Donnerstag, 28. November 2013

Charlottenburg, step-by-step: A visit at the City hall

Especially in the Western part of Germany - and of Berlin too - city halls, as well as post offices, are imposing buildings, with a special history and massive architecture. Even though destroyed during the war, many were rebuilt following the original plans. When walking around Richard Wagner Square in Charlottenburg, the building of the district's city hall is easily observed as making a classical difference in the architectural geography of the place: big, massive and high, aimed to send a strong message of power. The Town hall/Rathaus was built at the end of the 19th century, in order to answer the growing needs of a population that in 50 years jumped from 12,000 to 300,000 people. The construction, a combination of Art Nouveau and Modernism, was ready in time for the 200th celebration of Charlottenburg. Kaiser Wilhelm II was not extremely pleased when discovered that the tower of the newly inaugurated edifice was much taller than the beautiful castle of Charlottenburg, but was too late for a dramatic change.
I started my exploration with a short visit at the Ratskeller, an indispensable part of any serious historical German townhall, the traditional restaurant in the basement. It was relatively empty during my lunch time, as many of the locals were probably rather tempted to taste the meals from the simpler and cheaper canteen inside the main building. But at least three times the month, there are plenty of people here, meeting to trade postmarks. Too late for me, as I gave up my passion for collecting postmarks a good couple of years ago. 
The interior of the city hall is richly decorated, with grandiose halls and corners, that were not bothered by the simple and efficient offices dealing with current financial and administrative issues. The building was expanded during 1911-1916 and destroyed during the war. Besides the usual offices that you can find in a local city hall, here is hosted too a local library. The building can be visited, but most probably in small groups, as too many tourists may bother the daily activities.
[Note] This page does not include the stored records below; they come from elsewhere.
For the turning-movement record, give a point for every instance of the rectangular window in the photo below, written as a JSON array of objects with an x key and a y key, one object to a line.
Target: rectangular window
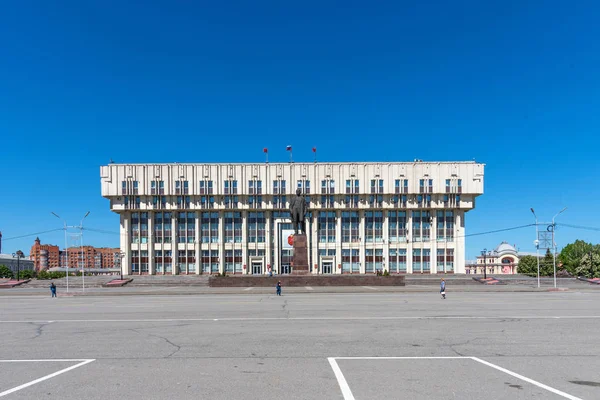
[
  {"x": 210, "y": 261},
  {"x": 326, "y": 225},
  {"x": 233, "y": 227},
  {"x": 327, "y": 201},
  {"x": 374, "y": 226},
  {"x": 449, "y": 265},
  {"x": 256, "y": 227},
  {"x": 210, "y": 227}
]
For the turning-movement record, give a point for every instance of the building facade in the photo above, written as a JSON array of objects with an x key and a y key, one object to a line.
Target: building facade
[
  {"x": 503, "y": 260},
  {"x": 44, "y": 256},
  {"x": 234, "y": 218},
  {"x": 16, "y": 265},
  {"x": 47, "y": 256}
]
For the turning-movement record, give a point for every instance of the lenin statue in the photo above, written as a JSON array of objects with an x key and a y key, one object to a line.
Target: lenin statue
[{"x": 298, "y": 211}]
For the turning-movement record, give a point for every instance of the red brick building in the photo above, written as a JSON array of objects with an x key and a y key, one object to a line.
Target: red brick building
[{"x": 44, "y": 256}]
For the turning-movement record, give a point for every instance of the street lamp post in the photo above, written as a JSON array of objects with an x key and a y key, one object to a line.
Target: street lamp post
[
  {"x": 537, "y": 245},
  {"x": 80, "y": 227},
  {"x": 484, "y": 255},
  {"x": 82, "y": 251},
  {"x": 66, "y": 248},
  {"x": 121, "y": 256},
  {"x": 554, "y": 243},
  {"x": 18, "y": 255}
]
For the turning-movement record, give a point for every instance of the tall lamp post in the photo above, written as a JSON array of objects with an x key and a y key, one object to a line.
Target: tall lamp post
[
  {"x": 484, "y": 255},
  {"x": 537, "y": 245},
  {"x": 121, "y": 256},
  {"x": 554, "y": 243},
  {"x": 18, "y": 255},
  {"x": 80, "y": 227},
  {"x": 82, "y": 251}
]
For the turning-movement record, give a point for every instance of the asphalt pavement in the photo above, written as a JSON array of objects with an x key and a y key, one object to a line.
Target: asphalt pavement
[{"x": 305, "y": 345}]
The stairs look like an intricate maze that lead the visitor's steps to next level through stone arched massively decorated with mythological figures. Near the mayor's office, I saw the pictures of all Berlin's mayors, noticing that till now, only one woman, Louise Schroeder, was elected as the chief manager of the city, and this only for 2 years, shortly after the war, 1946-1948.

As in the case of many buildings in Berlin, the old times memories are translated into modern languages. A modernist golden painting of Sophie Charlotte, by Gabriela Ribow, was successfully integrated in the universe predominated by the Art Nouveau monsters.

Inside the city hall was created a memorial for war victims.The combination of artificial and natural lightning outlines the shapes of the statues, conferring them more weight and importance. I freely wandered the empty halls, noticing one detail, trying to understand the other. It's easy to get lost in the immensity of the space, but was able to find my way back to the entrance.

As planned, I spent my last minutes at the Charlottenburg city hall browsing the shelves of the library. I was curious if there is a difference with my local offer and happy that I did not find anything tempting to take home - the entrance card issued by a local library can be used for borrowing books from any library in the city, I left the building through door headed by a bucolic scenery skilfully realised by little stones of mosaic. Going through this door every day may gives you a certain feeling of importance of responsibility, for sure. Time to realize how a simple citizen I am.